There are 36 decision variables.  The Conflict formulation has 166 constraints and 360 constraint coefficients.  The Clique formulation has 19 constraints and 138 constraint coefficients.  Your solution, with objective value 32, is optimal.
A: The following is an integer linear programming formulation of the problem.

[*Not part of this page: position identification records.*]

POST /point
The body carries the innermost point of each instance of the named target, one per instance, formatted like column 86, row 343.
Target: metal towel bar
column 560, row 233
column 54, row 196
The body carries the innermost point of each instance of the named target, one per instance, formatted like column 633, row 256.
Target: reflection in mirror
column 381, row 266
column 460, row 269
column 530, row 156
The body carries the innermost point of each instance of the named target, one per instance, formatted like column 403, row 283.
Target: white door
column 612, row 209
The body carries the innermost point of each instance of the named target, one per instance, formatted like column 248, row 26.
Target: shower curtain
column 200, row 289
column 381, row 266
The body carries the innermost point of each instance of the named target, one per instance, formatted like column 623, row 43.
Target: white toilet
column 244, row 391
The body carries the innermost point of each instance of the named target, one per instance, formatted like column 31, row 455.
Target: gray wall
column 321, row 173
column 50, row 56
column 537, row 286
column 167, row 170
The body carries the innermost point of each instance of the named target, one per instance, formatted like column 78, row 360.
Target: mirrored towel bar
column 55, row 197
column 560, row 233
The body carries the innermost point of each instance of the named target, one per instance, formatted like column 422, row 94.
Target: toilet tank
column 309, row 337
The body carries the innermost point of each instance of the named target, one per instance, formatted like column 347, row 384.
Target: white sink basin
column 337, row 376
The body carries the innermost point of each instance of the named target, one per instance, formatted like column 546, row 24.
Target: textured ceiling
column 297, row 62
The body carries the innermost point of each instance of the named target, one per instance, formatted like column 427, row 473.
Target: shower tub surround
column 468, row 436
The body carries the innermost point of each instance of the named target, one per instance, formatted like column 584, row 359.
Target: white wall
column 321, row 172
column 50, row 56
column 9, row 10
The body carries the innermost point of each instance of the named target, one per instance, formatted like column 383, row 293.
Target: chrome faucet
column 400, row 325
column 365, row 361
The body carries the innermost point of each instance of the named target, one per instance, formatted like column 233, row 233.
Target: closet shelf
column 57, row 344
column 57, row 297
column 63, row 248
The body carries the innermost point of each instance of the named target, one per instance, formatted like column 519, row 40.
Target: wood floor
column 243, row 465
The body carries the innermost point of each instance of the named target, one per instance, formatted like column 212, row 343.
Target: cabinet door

For any $i \in \{1, 2, \dots, k\}$, we define the variables $r_i$ and $c_i$ such that the slots for group $i$ are at row $r_i$, starting from column $c_i$ to column $c_i + a_i - 1$.
It is straightforward to define the objective function of the ILP using the variables $r_1, c_1, r_2, c_2, \dots, r_k, c_k$.
As for the constraints, we can also easily find the constraints to limit the group within the $n \times m$ array:
\begin{align*}
1 \leq r_i &\leq n,\\
1 \leq c_i &\leq m + 1 - a_i.
\end{align*}
We also have the "separation" restriction: if group $i$ and group $j$ are in the same row, then must be separated by a slot (and cannot overlap). The relevant constraints would be
\begin{align*}
c_i - c_j + 2m|r_i - r_j| &\geq a_j + 1,\\
c_j - c_i + 2m|r_i - r_j| &\geq a_i + 1.
\end{align*}
To see why these constraints work, consider the following cases:

*

*Suppose the two groups are in different rows. Then $|r_i - r_j| \geq 1$. In this case, the first constraint always hold for any $c_i$ and $c_j$, because
$$c_i - c_j + 2m|r_i - r_j| \geq 1 - m + 2m\cdot 1 = m + 1 \geq a_j + 1.$$
(The first inequality also uses the fact $c_i, c_j \in [1, m]$, while the last inequality assumes that $a_j \leq m$, i.e., a group cannot take more slots than the number of columns in the array.)
The same conclusion also applies for the second constraint.


*Suppose the two groups are in the same row. Then $|r_i - r_j| = 0$. So, the constraints can be simplified to
\begin{align*}
c_i - c_j &\geq a_j + 1,\\
c_j - c_i &\geq a_i + 1.
\end{align*}
It is easy to see that the two constraints above are satisfied iff the two groups satisfy the "separation" restriction.
The absolute values in the constraints can be removed, e.g. with this method.